O subprocurador-geral do Ministério Público junto ao Tribunal de Contas da União (TCU), Lucas Rocha Furtado, solicitou ao tribunal que avalie suspender todos os pagamentos da Odebrecht à empresa Alvarez & Marsal, da qual o ex-juiz Sérgio Moro se tornou sócio-diretor desde novembro passado.

O procurador argumenta que pode haver conflito de interesses, uma vez que a Odebrecht entrou em situação de insolvência depois que foi investigada pela Operação Lava Jato do Paraná e Moro, como juiz da 13ª Vara Federal de Curitiba, pode ter contribuído para atual conjuntura da empresa. A Alvarez & Marsal é administradora da recuperação judicial da construtora, que já foi a maior do país e sexta maior do mundo até antes da Lava Jato. Em 2017, a empresa já havia despencado para a 60ª colocação no ranking das maiores construtoras do mundo.

No documento encaminhado ao TCU, Lucas Furtado avalia que, "na qualidade de juiz, a atuação do Sr. Sérgio Moro, seja nas decisões proferidas nos processos judiciais, seja nas exigências contidas nos acordos de leniência, pode ter contribuído para a situação de insolvência da empresa".

O subprocurador-geral ainda escreveu em seu ofício para o TCU "avaliar a conveniência e oportunidade de se estabelecer, cautelarmente, a suspensão de qualquer pagamento à empresa Alvarez & Marsal, no âmbito da recuperação judicial da empresa Odebrecht S.A., até que o tribunal avalie o mérito da questão",

Furtado também recomendou que o TCU solicite ao Supremo Tribunal Federal (STF) o acesso ao arquivo da Operação Spoofing, com as trocas de mensagens entre os investigadores da Operação Lava-Jato e o então juiz Sergio Moro.

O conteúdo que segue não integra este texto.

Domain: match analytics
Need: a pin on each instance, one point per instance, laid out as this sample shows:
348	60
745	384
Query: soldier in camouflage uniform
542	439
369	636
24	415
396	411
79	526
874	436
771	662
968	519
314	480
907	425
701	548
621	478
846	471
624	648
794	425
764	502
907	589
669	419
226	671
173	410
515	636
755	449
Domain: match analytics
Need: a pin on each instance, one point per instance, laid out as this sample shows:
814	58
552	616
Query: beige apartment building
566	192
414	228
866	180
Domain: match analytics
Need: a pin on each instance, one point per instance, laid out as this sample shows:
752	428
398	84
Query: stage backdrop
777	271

"Disputas e investigações"

Moro foi contratado pela Alvarez & Marsal, segundo a empresa, para atuar na área de "disputas e investigações". Na ocasião, a empresa divulgou um comunicado em que explicava:

"Consultoria global de gestão de empresas, a Alvarez & Marsal (A&M) anuncia a chegada de Sérgio Fernando Moro como sócio-diretor, com sede em São Paulo, para atuar na área de Disputas e Investigações. A contratação de Moro está alinhada com o compromisso estratégico da A&M em desenvolver soluções para as complexas questões de disputas e investigações, oferecendo aos clientes da consultoria e seus próprios consultores a expertise de um ex-funcionário do governo brasileiro", diz o comunicado.

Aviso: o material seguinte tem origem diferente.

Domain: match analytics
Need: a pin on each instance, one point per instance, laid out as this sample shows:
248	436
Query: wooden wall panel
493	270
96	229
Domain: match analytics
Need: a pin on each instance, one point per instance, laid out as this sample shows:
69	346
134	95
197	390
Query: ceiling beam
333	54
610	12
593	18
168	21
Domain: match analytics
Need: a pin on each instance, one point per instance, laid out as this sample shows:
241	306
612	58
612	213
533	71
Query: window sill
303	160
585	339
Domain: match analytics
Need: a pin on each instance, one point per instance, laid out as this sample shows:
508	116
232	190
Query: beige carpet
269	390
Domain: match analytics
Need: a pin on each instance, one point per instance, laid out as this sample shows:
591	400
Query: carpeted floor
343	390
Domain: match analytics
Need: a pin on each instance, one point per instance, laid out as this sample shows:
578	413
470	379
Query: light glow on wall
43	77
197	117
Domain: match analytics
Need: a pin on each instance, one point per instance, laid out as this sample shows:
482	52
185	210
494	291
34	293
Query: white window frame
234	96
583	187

A Alvarez & Marsal tem entre seus quadros de sócios-diretores ex-funcionários de órgãos de Estado norte-americanos que tiveram acesso de forma ilegal ou suspeito à Operação Lava Jato do Paraná, tais como o Departamento de Justiça dos Estados Unidos e a Agência Nacional de Segurança, esta, acusada de fazer espionagem na Petrobras e na Presidência da República no governo Dilma Rousseff, conforme denúncias divulgadas pelo jornalista Julian Assange, no WikiLeaks.